Pou Sheng said it uncovered on Jan. 6 "incorrect sales records" for December, which could mean that some of the revenue recorded for the month were for transactions that did not actually take place.
Late Sunday, the company announced that it sacked Chief Financial Officer Chen Kuo-Lung on Jan. 6. The resignation tendered by Pou Sheng CEO Kwan Heh-Der was also accepted on the same day.
Ho says although the numbers related to the false sales record are insignificant, his company is committed to accounting rules and will not tolerate any misstatement of figures.
Pou Sheng shares rebounded slightly on Tuesday, closing up 3.73% at 1.67 Hong Kong dollars after they tumbled 22% on Monday. That marked their largest fall since they listed in 2008 on Hong Kong Exchanges and Clearing.
Pou Chen shares, which are listed in Taipei, gained 0.76% to close at 39.8 New Taiwan dollars on Tuesday after it closed 4% lower the previous day.
Pou Chen indirectly owns 31.19% of Pou Sheng, through another Hong Kong-listed subsidiary Yue Yuen Industrial Holding. Pou Chen holds 49.98% shares of Yue Yuen, the footwear titan's manufacturing unit.

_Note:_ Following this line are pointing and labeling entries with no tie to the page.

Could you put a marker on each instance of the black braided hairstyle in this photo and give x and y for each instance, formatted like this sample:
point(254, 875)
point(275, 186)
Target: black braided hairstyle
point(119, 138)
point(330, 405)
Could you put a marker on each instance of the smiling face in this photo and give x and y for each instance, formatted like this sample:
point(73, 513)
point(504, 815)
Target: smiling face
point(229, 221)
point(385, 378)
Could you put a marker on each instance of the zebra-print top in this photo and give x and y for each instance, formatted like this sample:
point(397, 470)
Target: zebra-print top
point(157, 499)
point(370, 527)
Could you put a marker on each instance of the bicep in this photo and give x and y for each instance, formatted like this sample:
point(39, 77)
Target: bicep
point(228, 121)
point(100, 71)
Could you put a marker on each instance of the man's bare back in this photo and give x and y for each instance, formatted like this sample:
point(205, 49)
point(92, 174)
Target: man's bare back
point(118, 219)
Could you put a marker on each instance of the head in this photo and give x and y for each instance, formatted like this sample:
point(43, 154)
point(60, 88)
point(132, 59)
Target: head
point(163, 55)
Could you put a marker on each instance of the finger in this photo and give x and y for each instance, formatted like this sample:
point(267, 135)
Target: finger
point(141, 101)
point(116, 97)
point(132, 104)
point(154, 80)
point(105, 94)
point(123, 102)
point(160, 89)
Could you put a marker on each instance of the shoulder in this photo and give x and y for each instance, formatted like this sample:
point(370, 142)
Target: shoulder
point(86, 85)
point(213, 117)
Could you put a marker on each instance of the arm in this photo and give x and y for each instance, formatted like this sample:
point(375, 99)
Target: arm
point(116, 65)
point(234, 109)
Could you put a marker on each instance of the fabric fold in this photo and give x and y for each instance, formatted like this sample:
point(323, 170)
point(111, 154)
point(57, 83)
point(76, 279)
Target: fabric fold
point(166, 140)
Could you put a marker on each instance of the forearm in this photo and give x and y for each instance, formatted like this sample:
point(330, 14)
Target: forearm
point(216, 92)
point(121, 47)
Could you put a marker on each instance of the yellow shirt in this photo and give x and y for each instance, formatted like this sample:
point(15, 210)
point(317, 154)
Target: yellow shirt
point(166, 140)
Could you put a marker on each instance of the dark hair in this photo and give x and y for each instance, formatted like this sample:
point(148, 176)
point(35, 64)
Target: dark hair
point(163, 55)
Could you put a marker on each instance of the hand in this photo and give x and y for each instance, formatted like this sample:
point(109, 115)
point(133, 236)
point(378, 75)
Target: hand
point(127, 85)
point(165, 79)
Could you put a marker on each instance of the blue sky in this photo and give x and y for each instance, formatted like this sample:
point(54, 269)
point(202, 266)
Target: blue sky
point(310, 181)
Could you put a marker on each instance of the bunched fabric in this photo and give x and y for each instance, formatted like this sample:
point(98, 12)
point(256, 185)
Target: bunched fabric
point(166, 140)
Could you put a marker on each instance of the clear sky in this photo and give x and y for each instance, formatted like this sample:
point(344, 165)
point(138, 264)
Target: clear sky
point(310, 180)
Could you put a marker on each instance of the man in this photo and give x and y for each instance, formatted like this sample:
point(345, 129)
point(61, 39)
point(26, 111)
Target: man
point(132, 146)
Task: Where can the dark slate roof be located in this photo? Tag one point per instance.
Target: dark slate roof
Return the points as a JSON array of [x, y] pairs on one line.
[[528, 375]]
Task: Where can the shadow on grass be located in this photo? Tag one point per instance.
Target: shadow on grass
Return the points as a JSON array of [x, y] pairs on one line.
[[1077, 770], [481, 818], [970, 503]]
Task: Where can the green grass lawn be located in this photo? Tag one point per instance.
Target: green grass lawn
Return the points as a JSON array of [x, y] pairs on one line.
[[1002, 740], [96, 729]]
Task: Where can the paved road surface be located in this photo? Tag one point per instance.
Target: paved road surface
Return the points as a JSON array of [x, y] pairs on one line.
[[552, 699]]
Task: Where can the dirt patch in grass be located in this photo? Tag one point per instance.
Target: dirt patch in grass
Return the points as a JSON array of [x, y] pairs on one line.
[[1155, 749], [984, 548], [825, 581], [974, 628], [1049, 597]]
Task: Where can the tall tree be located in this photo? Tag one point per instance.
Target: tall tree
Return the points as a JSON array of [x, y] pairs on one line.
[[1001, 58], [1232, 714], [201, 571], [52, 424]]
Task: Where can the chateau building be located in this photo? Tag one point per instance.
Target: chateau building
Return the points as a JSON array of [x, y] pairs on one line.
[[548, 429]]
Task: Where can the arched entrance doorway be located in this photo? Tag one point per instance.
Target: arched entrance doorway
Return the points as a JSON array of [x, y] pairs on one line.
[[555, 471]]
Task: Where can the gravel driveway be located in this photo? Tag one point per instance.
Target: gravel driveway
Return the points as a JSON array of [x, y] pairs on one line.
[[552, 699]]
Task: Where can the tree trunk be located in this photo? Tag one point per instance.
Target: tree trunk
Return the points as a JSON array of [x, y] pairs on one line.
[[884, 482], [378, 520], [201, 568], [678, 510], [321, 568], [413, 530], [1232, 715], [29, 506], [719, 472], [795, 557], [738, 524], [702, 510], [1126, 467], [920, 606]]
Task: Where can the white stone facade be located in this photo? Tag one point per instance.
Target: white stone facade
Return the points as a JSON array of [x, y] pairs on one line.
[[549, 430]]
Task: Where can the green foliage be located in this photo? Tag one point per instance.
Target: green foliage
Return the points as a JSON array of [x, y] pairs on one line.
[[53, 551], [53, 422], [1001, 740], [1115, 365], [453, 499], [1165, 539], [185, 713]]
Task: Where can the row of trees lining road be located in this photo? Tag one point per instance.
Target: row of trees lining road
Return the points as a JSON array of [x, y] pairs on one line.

A person familiar with the matter who did not want to be named says internal auditors found that Pou Sheng had listed some of its inventories as revenue. Pou Chen Group Chief Executive Tsai Pei-chun ordered the management team to deal with the matter in the toughest way.
Tsai, who took over as group CEO in 2012, is the eldest daughter of founder Tsai Chi-Jui. The younger Tsai also sits on the board of Pou Sheng.
For all 2016, Pou Chen generated revenues of 275.12 billion New Taiwan dollars ($8.61 billion), up 2.2% from a year ago. Pou Sheng's revenue for the same period rose 12.4% to NT$16.27 billion. Pou Sheng's December revenue still grew 30.1% year-on-year after accounting for the sales misstatement, thanks to robust demand for sportswear in China.
Pou Chen's smaller rival Feng Tay Enterprises posted sales of NT$58.21 billion, up 4.41% from a year ago for 2016. Feng Tay's shares, however, declined more than 28% in the past 12 months to close at NT$130 on Tuesday.
"It's positive for the company to deal with the incorrect accounting issue in quite an efficient way," said Peggy Shih, an analyst at Yuanta Investment Consulting. "At this point, we do not think the accounting issue would have much impact on investors' mid-to-longer-term confidence."